For most of us men, women and their spending habits is a subject safer to steer away from. But, I read this interesting blog Does your brand appeal to independent women earlier this week and was reminded about statistics on the buying power of women.
According to blogger and brand strategist, Jamie Dunham, women are indicated to be responsible for 85% of consumer purchases in the US. “They spend on cars ($22 billion which is five times more than independent men), entertainment ($20 billion), and food ($50 billion).”
About a third of all adult women belongs to a group that have more disposable income than any other segment of women, that spend more than $1 trillion a year, and own a fifth of all houses. They are over 27, not married, not living with a partner, and without children. They are called Indies. (It also reminds me of the FAB’s in the UK – Female and Buying)
It goes without saying that Indies should be a very important focus for most marketers.
Many Indies belong to the Millennial generation which we have already in previous blogs identified as a very important target market. “According to The Curve Report, a consumer trends study from NBCUniversal, Indies are more likely to set trends, connect people, like brands online, try new fashion, and post ratings and reviews.

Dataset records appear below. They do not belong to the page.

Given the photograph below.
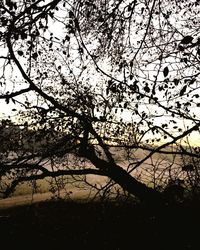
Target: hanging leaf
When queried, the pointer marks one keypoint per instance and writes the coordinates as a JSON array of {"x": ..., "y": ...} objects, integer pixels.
[
  {"x": 166, "y": 71},
  {"x": 183, "y": 90},
  {"x": 187, "y": 40},
  {"x": 20, "y": 53},
  {"x": 146, "y": 88},
  {"x": 35, "y": 55}
]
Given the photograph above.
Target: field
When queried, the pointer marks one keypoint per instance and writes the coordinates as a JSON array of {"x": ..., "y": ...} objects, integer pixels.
[{"x": 33, "y": 219}]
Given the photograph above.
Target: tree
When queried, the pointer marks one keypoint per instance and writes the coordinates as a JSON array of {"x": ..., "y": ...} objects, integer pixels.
[{"x": 90, "y": 76}]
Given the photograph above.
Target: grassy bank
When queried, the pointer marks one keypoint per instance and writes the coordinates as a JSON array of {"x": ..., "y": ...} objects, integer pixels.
[{"x": 95, "y": 225}]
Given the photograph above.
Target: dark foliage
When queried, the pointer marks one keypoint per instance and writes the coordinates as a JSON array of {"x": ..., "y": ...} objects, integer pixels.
[{"x": 109, "y": 226}]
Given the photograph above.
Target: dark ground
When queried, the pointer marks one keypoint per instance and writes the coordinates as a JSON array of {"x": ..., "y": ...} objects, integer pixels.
[{"x": 112, "y": 226}]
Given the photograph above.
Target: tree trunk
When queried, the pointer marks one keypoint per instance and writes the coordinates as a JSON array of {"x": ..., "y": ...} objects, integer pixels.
[{"x": 126, "y": 181}]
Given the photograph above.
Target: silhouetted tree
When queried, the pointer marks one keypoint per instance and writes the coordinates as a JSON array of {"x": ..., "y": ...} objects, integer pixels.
[{"x": 88, "y": 77}]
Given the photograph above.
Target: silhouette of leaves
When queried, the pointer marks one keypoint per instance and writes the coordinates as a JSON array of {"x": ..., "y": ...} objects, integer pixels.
[
  {"x": 166, "y": 71},
  {"x": 182, "y": 92}
]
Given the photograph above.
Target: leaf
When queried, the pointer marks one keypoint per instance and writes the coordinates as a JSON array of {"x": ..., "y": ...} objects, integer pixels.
[
  {"x": 20, "y": 53},
  {"x": 147, "y": 89},
  {"x": 187, "y": 40},
  {"x": 183, "y": 90},
  {"x": 35, "y": 55},
  {"x": 166, "y": 71}
]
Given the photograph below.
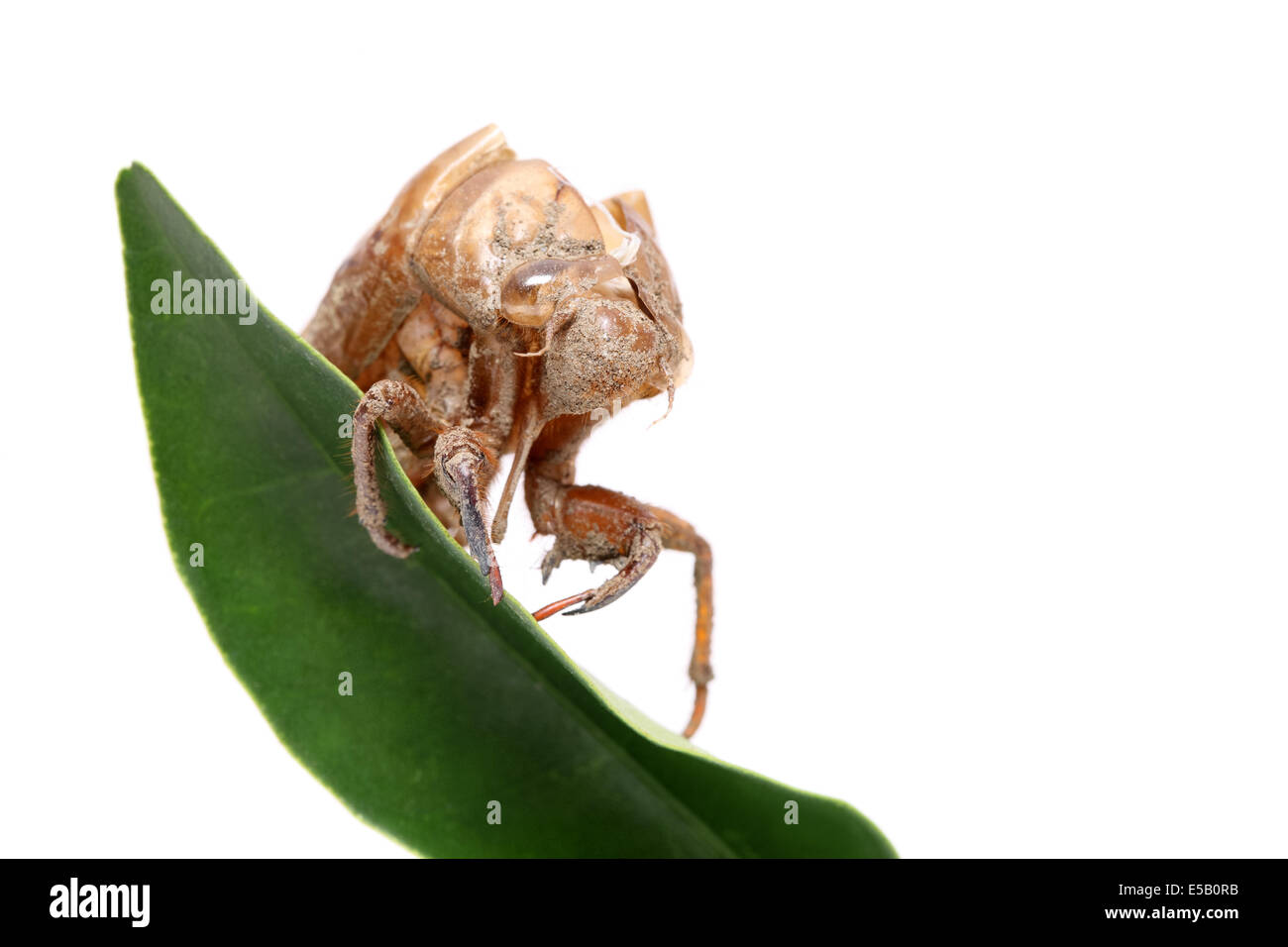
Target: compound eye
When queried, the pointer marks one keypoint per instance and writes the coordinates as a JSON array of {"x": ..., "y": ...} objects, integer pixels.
[{"x": 532, "y": 291}]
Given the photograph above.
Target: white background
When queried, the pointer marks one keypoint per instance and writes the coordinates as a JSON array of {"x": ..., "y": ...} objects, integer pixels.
[{"x": 987, "y": 425}]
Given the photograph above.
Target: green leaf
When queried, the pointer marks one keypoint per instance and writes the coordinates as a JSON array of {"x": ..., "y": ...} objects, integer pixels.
[{"x": 455, "y": 702}]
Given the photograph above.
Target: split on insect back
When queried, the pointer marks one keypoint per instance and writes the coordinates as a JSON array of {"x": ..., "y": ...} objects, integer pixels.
[{"x": 493, "y": 311}]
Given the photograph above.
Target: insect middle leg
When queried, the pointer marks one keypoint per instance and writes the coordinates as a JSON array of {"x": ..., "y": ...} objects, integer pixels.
[{"x": 463, "y": 470}]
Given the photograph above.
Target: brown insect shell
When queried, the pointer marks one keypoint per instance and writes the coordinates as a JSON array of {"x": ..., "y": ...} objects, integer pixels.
[{"x": 496, "y": 221}]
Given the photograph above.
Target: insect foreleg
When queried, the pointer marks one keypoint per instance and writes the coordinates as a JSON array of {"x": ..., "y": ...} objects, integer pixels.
[{"x": 604, "y": 526}]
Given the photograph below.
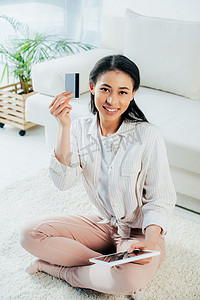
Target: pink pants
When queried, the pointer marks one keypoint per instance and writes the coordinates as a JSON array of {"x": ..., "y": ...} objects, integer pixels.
[{"x": 70, "y": 241}]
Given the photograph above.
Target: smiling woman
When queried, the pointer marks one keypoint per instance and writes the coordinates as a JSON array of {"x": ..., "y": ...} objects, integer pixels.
[
  {"x": 123, "y": 163},
  {"x": 114, "y": 81}
]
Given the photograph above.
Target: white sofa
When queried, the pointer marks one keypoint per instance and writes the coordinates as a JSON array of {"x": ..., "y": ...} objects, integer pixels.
[{"x": 167, "y": 54}]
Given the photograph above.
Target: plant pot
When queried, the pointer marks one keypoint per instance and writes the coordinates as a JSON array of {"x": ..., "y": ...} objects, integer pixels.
[{"x": 12, "y": 107}]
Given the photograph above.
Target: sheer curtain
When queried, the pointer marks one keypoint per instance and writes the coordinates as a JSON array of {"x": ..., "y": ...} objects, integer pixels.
[
  {"x": 82, "y": 20},
  {"x": 75, "y": 19}
]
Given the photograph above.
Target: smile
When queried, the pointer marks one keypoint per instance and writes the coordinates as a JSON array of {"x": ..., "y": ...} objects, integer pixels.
[{"x": 110, "y": 111}]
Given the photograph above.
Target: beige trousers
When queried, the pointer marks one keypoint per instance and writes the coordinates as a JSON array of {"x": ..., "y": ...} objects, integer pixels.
[{"x": 70, "y": 241}]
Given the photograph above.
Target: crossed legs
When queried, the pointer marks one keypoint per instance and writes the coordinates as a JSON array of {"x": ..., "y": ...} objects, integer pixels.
[{"x": 64, "y": 245}]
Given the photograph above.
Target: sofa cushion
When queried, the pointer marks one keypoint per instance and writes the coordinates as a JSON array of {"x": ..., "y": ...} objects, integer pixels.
[
  {"x": 178, "y": 120},
  {"x": 49, "y": 76},
  {"x": 176, "y": 117},
  {"x": 166, "y": 51}
]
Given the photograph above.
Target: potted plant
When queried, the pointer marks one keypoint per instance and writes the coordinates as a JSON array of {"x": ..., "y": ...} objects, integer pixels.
[{"x": 18, "y": 55}]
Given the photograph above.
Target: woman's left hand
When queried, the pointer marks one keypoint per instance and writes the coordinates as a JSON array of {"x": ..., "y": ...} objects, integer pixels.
[{"x": 142, "y": 245}]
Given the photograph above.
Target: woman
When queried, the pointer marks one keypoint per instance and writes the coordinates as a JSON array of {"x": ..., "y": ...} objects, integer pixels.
[{"x": 123, "y": 162}]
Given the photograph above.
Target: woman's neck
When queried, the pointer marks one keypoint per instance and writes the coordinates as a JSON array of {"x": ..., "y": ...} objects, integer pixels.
[{"x": 108, "y": 128}]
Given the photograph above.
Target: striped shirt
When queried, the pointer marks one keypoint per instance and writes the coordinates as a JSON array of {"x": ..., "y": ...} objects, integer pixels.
[{"x": 139, "y": 183}]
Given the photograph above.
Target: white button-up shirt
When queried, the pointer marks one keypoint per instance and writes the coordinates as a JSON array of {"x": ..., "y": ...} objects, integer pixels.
[{"x": 140, "y": 187}]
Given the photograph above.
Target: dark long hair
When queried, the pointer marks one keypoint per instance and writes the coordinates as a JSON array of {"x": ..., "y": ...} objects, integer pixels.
[{"x": 124, "y": 64}]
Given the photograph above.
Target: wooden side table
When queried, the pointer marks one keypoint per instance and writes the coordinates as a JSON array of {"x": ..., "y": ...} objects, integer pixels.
[{"x": 12, "y": 107}]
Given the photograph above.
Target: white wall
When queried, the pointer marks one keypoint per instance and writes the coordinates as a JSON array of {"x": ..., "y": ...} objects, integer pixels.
[{"x": 175, "y": 9}]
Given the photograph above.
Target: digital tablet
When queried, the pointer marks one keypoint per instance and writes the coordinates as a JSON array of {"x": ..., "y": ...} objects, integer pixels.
[{"x": 123, "y": 257}]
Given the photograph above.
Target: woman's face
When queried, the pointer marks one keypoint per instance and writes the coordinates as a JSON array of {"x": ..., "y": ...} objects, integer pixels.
[{"x": 112, "y": 93}]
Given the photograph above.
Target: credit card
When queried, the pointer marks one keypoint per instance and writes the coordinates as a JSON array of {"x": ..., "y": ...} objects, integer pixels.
[{"x": 72, "y": 83}]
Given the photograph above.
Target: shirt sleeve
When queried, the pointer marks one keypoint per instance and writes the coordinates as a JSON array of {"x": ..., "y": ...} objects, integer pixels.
[
  {"x": 65, "y": 177},
  {"x": 159, "y": 195}
]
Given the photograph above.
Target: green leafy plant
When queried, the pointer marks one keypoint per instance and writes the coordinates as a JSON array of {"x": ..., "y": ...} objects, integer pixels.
[{"x": 21, "y": 51}]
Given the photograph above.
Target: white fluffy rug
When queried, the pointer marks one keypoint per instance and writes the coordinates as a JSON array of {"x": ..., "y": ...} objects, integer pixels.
[{"x": 177, "y": 278}]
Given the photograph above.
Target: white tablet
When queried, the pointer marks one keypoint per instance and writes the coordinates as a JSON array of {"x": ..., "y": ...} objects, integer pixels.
[{"x": 123, "y": 257}]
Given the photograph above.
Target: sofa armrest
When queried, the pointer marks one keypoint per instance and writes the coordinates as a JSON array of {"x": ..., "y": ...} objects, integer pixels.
[{"x": 49, "y": 77}]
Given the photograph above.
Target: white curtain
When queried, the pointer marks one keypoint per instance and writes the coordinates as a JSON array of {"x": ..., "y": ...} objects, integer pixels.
[
  {"x": 82, "y": 20},
  {"x": 76, "y": 19}
]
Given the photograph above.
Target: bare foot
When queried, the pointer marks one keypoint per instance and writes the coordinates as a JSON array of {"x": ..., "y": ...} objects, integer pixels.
[{"x": 33, "y": 267}]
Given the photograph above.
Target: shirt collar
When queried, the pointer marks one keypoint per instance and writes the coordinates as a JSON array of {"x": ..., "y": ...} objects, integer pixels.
[{"x": 122, "y": 131}]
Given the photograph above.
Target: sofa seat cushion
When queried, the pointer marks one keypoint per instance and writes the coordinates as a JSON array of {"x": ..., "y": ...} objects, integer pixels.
[{"x": 178, "y": 120}]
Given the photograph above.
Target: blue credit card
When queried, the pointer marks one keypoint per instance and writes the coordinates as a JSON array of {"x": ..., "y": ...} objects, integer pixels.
[{"x": 72, "y": 83}]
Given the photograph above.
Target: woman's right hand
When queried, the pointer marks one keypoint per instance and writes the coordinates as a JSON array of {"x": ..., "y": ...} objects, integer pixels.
[{"x": 60, "y": 108}]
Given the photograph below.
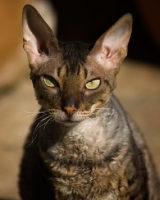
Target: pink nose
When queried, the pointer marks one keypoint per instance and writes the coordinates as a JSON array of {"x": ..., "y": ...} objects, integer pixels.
[{"x": 69, "y": 110}]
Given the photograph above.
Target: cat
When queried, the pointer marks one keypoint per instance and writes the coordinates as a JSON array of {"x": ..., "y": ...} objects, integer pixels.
[{"x": 82, "y": 145}]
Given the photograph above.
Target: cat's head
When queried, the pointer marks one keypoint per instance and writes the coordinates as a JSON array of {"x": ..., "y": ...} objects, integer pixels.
[{"x": 73, "y": 80}]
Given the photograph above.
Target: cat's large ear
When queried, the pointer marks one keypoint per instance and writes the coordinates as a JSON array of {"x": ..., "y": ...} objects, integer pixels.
[
  {"x": 38, "y": 39},
  {"x": 111, "y": 48}
]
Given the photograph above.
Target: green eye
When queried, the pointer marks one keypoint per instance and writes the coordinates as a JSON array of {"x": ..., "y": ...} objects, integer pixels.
[
  {"x": 93, "y": 84},
  {"x": 49, "y": 81}
]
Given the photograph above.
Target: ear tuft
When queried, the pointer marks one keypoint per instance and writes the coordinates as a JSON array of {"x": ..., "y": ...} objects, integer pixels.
[
  {"x": 38, "y": 39},
  {"x": 111, "y": 48}
]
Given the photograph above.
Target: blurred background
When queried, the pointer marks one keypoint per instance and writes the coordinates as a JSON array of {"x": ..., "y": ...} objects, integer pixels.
[{"x": 84, "y": 20}]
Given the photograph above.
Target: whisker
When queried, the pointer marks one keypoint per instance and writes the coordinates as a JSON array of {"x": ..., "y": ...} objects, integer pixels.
[{"x": 37, "y": 127}]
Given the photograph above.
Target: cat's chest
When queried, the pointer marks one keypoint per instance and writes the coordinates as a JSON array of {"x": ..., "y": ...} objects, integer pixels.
[{"x": 81, "y": 164}]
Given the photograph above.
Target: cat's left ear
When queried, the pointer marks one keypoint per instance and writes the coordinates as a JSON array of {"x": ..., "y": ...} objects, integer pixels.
[
  {"x": 38, "y": 39},
  {"x": 111, "y": 48}
]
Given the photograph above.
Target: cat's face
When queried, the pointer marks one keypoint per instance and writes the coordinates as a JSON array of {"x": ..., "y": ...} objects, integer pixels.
[
  {"x": 73, "y": 80},
  {"x": 79, "y": 84}
]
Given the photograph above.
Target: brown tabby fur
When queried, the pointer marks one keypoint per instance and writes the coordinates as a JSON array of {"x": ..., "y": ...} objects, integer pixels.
[{"x": 82, "y": 145}]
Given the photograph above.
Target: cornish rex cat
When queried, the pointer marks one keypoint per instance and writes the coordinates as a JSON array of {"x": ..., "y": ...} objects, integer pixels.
[{"x": 82, "y": 145}]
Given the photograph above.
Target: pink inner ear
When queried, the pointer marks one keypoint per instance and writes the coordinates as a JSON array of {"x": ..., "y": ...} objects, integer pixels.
[{"x": 106, "y": 52}]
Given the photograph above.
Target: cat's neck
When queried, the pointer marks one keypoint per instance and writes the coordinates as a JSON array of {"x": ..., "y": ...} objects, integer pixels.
[{"x": 92, "y": 136}]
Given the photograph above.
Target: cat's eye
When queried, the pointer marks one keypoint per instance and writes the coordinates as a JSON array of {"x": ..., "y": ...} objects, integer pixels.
[
  {"x": 93, "y": 84},
  {"x": 49, "y": 81}
]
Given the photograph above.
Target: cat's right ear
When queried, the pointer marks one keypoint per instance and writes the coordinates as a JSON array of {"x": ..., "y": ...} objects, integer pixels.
[{"x": 38, "y": 39}]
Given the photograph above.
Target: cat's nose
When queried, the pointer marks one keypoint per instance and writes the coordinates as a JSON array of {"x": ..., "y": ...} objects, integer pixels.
[{"x": 69, "y": 110}]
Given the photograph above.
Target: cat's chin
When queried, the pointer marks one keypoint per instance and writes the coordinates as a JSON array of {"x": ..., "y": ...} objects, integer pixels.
[{"x": 68, "y": 122}]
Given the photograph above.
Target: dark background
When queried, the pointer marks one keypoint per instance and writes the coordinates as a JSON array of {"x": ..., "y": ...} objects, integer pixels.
[{"x": 87, "y": 20}]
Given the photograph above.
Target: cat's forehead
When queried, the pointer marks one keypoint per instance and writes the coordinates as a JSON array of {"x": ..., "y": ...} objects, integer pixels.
[{"x": 74, "y": 53}]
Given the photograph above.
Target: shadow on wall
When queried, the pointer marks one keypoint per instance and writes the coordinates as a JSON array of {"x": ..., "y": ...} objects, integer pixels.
[{"x": 86, "y": 20}]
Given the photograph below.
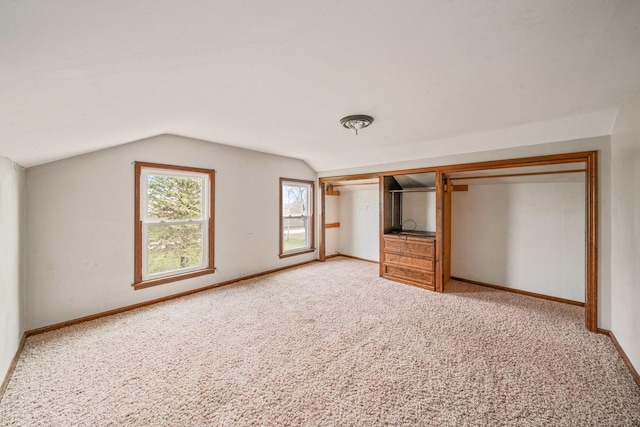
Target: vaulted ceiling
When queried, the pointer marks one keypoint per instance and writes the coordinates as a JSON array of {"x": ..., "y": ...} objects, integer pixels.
[{"x": 440, "y": 77}]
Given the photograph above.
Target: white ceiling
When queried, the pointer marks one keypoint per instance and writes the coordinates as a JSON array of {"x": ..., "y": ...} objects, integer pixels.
[{"x": 276, "y": 76}]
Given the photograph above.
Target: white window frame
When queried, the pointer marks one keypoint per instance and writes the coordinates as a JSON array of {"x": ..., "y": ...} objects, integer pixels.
[{"x": 308, "y": 217}]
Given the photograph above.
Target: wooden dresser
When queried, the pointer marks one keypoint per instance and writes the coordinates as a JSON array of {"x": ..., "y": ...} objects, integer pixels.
[{"x": 409, "y": 258}]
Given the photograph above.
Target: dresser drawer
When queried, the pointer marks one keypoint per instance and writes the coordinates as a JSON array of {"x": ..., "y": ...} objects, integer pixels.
[
  {"x": 419, "y": 261},
  {"x": 419, "y": 277},
  {"x": 400, "y": 245}
]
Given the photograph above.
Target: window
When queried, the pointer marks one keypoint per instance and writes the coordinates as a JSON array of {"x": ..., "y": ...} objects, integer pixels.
[
  {"x": 296, "y": 217},
  {"x": 174, "y": 223}
]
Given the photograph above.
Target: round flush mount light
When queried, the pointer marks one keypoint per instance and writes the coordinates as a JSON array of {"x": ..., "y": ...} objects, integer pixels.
[{"x": 356, "y": 122}]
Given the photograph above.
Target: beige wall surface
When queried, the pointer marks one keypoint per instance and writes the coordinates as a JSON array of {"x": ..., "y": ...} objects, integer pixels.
[
  {"x": 80, "y": 219},
  {"x": 625, "y": 233},
  {"x": 12, "y": 312}
]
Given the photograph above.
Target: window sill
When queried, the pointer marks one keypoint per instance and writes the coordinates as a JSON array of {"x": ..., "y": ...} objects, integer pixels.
[
  {"x": 155, "y": 282},
  {"x": 300, "y": 252}
]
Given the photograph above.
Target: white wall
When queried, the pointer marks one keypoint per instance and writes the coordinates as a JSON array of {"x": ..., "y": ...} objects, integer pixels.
[
  {"x": 529, "y": 237},
  {"x": 625, "y": 206},
  {"x": 360, "y": 222},
  {"x": 80, "y": 224},
  {"x": 12, "y": 311},
  {"x": 602, "y": 144}
]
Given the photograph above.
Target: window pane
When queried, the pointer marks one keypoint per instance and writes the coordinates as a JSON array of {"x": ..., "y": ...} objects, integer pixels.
[
  {"x": 295, "y": 200},
  {"x": 174, "y": 198},
  {"x": 174, "y": 247},
  {"x": 294, "y": 233}
]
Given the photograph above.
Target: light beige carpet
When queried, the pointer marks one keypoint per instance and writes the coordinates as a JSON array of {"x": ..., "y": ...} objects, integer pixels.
[{"x": 327, "y": 344}]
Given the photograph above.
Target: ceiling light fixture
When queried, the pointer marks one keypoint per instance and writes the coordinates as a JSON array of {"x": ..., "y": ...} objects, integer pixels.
[{"x": 356, "y": 122}]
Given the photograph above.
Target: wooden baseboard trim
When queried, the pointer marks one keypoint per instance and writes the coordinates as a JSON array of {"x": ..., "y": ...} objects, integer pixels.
[
  {"x": 352, "y": 257},
  {"x": 623, "y": 356},
  {"x": 518, "y": 291},
  {"x": 157, "y": 300},
  {"x": 12, "y": 365}
]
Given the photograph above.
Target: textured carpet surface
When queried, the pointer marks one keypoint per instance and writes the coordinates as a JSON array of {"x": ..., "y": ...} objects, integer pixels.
[{"x": 327, "y": 344}]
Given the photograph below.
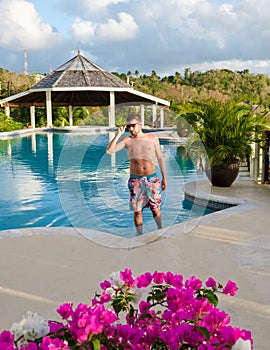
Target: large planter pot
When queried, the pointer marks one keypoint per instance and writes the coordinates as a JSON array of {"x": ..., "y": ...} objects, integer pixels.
[
  {"x": 222, "y": 175},
  {"x": 182, "y": 132}
]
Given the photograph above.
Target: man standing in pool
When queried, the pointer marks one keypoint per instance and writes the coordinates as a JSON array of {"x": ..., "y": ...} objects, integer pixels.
[{"x": 144, "y": 185}]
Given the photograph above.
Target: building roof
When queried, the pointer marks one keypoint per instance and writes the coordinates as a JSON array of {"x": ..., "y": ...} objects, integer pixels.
[{"x": 80, "y": 82}]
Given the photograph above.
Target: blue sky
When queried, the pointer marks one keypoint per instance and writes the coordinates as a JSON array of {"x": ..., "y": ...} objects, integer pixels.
[{"x": 122, "y": 35}]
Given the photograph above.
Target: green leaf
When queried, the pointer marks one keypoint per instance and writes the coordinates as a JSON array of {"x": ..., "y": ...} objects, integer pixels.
[
  {"x": 208, "y": 294},
  {"x": 96, "y": 344},
  {"x": 204, "y": 331}
]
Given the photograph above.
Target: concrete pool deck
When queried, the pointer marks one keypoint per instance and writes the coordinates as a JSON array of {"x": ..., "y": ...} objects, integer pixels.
[{"x": 39, "y": 271}]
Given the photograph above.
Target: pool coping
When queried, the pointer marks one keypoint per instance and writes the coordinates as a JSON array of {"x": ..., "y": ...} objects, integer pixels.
[
  {"x": 112, "y": 241},
  {"x": 194, "y": 192}
]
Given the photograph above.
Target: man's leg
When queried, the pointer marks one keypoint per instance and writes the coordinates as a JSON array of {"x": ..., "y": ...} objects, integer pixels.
[
  {"x": 138, "y": 221},
  {"x": 157, "y": 217}
]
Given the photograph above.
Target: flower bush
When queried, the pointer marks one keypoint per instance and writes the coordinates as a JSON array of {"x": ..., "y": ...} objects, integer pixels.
[{"x": 152, "y": 311}]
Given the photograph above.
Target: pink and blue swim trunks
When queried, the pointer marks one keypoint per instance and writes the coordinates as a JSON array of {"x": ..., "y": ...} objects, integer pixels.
[{"x": 145, "y": 192}]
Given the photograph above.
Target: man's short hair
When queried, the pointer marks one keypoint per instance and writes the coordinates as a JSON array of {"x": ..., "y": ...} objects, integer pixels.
[{"x": 134, "y": 116}]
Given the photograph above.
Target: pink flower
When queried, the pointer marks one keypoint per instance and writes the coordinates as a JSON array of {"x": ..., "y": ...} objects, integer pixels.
[
  {"x": 105, "y": 284},
  {"x": 126, "y": 276},
  {"x": 193, "y": 283},
  {"x": 144, "y": 306},
  {"x": 169, "y": 278},
  {"x": 230, "y": 288},
  {"x": 53, "y": 344},
  {"x": 158, "y": 277},
  {"x": 6, "y": 340},
  {"x": 144, "y": 280},
  {"x": 211, "y": 283},
  {"x": 30, "y": 346},
  {"x": 55, "y": 326},
  {"x": 65, "y": 310}
]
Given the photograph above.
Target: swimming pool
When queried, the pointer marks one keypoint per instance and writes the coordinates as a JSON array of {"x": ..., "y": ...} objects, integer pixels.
[{"x": 67, "y": 179}]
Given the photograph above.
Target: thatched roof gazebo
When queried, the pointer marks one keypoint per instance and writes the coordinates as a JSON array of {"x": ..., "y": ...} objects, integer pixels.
[{"x": 79, "y": 82}]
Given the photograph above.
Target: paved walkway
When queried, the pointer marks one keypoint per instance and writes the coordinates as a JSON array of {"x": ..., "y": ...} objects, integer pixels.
[{"x": 39, "y": 271}]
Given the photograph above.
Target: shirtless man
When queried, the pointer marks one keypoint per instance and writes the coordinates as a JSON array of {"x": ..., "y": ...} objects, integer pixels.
[{"x": 144, "y": 185}]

They are the heaviest users of social media, FaceTime, and smartphones.”
The wine industry should definitely take notice.
More than the Indies however, women in general is a very important target market. Locally purchases by women account for 70% of all supermarket wine sales and this is not unique to South Africa. Earlier this year Vino-venue.com discussed the subject of drinking habits of men vs women in America and concluded with: “Women choose and purchase more wine than men, often choosing wine over other beverages such as beer and spirits.”
While gender roles are being redefined all the time, many women are still responsible for grocery shopping and it makes sense for them to use the convenience and friendliness of a supermarket environment to also take care of the wine purchases. But keeping your marketing efforts towards women focused on those buying groceries, will be a serious mistake!